By ANALISA TROFIMUK
Homicide Watch Chicago
Maricela Huerta recalls her son, Christian Pichardo, serving his community from his grandparents’ garage in South Chicago as the community barber.
The 18-year-old often provided free haircuts to children in the neighborhood so he could practice while attending Success Barber School.
Pichardo impacted many children in the neighborhood through conversations held over those haircuts, according to Huerta, but a young man nicknamed “Ricky” was one of his favorite clients and closest friend.
Not many in the community treated Ricky as a normal kid due to his Down syndrome, but Pichardo spent time and joked around with him like he would with any other friend, Huerta said.
“He always had compassion for others,” Huerta said.
On May 23, 2011, Pichardo was found fatally shot outside his grandparents’ home, and while it has been six years since his death, family and friends sometimes still refer to him in present tense and ‘fill in the blanks with what he would do,’ keeping his compassionate spirit alive, according to Huerta.
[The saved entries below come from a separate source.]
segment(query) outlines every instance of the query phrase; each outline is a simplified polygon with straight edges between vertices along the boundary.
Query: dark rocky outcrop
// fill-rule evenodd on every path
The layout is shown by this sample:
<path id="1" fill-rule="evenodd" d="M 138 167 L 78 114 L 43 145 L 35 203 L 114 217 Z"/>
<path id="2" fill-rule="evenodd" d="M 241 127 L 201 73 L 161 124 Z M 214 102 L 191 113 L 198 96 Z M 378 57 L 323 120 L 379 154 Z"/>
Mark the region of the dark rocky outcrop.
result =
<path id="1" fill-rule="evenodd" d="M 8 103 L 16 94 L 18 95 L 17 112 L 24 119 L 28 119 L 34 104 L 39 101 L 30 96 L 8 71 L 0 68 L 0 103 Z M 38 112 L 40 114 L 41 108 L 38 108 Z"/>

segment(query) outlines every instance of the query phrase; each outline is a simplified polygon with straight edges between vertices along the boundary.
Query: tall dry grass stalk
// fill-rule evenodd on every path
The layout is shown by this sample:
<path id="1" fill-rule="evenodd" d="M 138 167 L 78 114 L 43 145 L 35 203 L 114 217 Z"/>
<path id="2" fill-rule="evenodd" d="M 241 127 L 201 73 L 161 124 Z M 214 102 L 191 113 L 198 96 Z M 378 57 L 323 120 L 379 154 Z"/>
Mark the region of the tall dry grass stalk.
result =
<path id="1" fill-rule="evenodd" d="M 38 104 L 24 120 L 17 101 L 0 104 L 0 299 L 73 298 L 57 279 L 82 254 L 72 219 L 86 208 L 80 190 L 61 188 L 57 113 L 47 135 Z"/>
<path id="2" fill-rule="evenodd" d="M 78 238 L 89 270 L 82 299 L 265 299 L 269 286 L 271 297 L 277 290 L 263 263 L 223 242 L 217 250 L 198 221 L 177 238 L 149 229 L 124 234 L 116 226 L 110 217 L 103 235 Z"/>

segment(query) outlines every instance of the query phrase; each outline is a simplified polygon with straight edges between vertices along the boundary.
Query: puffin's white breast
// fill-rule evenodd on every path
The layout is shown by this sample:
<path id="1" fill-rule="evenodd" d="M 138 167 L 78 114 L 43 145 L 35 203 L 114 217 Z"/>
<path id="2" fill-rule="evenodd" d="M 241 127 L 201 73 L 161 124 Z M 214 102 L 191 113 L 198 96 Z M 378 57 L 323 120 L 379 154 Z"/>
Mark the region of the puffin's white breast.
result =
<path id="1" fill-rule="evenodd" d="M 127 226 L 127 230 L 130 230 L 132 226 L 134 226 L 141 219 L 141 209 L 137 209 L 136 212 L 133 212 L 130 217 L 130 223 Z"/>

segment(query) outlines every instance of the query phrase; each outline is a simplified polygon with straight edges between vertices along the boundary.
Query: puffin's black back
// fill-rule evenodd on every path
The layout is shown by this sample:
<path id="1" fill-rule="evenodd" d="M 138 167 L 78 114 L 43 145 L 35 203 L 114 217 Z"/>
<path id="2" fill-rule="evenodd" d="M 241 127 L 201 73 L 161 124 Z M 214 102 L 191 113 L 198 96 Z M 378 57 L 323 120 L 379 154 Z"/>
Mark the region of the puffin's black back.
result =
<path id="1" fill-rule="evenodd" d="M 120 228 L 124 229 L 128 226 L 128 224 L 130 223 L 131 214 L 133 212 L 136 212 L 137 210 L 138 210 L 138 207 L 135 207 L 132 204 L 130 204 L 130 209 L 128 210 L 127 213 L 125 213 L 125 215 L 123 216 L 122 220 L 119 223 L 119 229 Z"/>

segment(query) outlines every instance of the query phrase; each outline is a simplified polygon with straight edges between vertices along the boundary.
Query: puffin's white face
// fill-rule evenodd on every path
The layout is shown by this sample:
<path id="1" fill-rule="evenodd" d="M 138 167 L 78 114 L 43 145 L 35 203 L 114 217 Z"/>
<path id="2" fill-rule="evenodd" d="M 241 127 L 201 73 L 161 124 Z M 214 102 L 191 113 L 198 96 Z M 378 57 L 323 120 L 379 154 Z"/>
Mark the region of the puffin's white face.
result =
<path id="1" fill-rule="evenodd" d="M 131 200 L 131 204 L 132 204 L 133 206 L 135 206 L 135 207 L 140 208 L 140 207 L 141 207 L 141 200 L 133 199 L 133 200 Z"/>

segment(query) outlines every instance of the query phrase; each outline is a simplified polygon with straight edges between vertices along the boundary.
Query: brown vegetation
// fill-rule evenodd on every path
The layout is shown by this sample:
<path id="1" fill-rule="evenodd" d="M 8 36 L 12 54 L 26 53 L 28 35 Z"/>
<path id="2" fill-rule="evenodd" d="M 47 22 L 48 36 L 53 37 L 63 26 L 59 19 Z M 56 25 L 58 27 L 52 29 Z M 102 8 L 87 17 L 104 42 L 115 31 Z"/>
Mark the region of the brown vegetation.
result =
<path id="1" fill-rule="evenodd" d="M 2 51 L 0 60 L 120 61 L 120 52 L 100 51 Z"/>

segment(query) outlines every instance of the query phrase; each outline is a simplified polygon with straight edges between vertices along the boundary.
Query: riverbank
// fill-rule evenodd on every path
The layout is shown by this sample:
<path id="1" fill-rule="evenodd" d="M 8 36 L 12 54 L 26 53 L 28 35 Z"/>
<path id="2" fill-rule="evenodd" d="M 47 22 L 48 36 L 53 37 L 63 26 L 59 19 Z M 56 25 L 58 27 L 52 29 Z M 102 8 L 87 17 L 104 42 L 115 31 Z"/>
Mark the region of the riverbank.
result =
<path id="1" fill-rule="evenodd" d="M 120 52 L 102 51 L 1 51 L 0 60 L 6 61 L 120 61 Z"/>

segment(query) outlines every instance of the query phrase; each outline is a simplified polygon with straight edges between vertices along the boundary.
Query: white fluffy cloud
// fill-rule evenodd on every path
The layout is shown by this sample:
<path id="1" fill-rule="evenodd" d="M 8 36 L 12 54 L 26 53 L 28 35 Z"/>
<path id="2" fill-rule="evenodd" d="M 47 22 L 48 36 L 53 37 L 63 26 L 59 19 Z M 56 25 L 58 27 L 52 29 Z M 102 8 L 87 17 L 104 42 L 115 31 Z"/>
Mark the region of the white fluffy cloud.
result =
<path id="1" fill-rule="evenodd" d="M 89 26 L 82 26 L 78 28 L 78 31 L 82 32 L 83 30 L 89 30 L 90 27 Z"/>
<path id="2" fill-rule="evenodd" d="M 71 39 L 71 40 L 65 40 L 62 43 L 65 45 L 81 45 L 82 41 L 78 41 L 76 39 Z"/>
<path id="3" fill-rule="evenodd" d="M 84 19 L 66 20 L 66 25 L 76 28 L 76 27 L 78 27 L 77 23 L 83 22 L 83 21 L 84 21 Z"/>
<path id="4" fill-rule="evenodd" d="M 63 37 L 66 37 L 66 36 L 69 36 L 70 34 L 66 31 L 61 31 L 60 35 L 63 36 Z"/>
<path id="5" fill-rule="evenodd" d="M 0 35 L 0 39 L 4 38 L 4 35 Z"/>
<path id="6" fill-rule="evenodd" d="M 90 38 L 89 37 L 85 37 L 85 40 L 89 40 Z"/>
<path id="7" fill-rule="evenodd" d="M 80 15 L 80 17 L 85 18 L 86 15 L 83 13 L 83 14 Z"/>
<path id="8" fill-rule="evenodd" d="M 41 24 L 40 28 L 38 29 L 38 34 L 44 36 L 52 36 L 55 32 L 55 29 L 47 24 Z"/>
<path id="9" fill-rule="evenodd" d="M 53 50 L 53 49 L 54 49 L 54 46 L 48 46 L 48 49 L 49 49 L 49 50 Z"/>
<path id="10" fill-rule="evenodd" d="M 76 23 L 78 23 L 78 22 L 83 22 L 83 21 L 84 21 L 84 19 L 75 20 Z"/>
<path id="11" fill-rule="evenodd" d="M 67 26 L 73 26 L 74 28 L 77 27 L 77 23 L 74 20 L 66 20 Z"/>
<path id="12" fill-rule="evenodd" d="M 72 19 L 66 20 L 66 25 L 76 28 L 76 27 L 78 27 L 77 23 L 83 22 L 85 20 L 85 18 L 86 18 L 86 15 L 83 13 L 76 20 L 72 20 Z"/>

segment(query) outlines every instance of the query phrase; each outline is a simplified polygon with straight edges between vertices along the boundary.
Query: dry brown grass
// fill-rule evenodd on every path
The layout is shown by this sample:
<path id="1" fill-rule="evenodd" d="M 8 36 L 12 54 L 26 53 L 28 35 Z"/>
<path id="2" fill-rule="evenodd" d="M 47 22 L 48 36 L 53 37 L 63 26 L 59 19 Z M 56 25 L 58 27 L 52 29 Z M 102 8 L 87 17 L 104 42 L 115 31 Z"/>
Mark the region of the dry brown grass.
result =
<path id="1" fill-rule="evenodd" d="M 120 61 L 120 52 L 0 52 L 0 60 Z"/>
“We always see things in a different light because of him,” Huerta said.
Pichardo lived with his mother in Oswego while attending Waubonsie Valley High School. Huerta recalled her son telling her he wanted to be more structured and disciplined, which led him to transfer to Lincoln’s Challenge Academy, a military school in Rantoul, Illinois.
“He was very proud of the day he graduated from military school,” Huerta said. Many of Pichardo’s family members were in attendance for his graduation, including his grandparents, mother and younger sister, Lauren Pichardo.
Lauren, 23, said her brother was one of her closest friends even through a four-year long prank war that started when she was 9.
“He would do things like remove the heads from my dolls and I would put honey in his shower gel,” she said. When they finally came to a truce, they admitted the awful things they did to prank one another.
“I knew it was bad when he said, ‘You don’t want to know what I did to your toothbrush,’ only to find out he basically cleaned the bathroom with it,” Lauren said.
Four months before Christian’s death, the siblings got into an argument, according to Lauren, that led to her not talking to him for two weeks, but even then, her brother was difficult to ignore. Lauren said she quickly forgave him during a walk to their favorite spot—a pond behind their mother’s apartment building.
“I remember him saying, ‘All we have is each other’ and I knew he was right,” she said.
There are many memorials of Pichardo, including a book of poems his grandfather, Gregorio Huerta, wrote, “Dreams and Memories,”
Huerta and one of Pichardo’s high school friends, Tracee Clough, created a Facebook page, “RIP Christian Pichardo” in his memory. The page is filled with pictures, memories, and poems in honor of Christian.
Clough remembers Pichardo being “the funny guy” and always trying to make others smile.
“We had math class together and when we were supposed to be doing work, he would just be cracking jokes and making everyone who sat in the back laugh,” Clough wrote.
Pichardo was also memorialized at his military school with a picture. Maricela Huerta shared in a Facebook post the tribute to her son painted in the room he lived in during his time at Lincoln’s Challenge Academy.
Christian was a jokester, friend, grandson, brother, and son. According to his mother, Maricela Huerta, he brought life into any room just by being himself.
“He made sunshine happen on a gloomy day,” she said.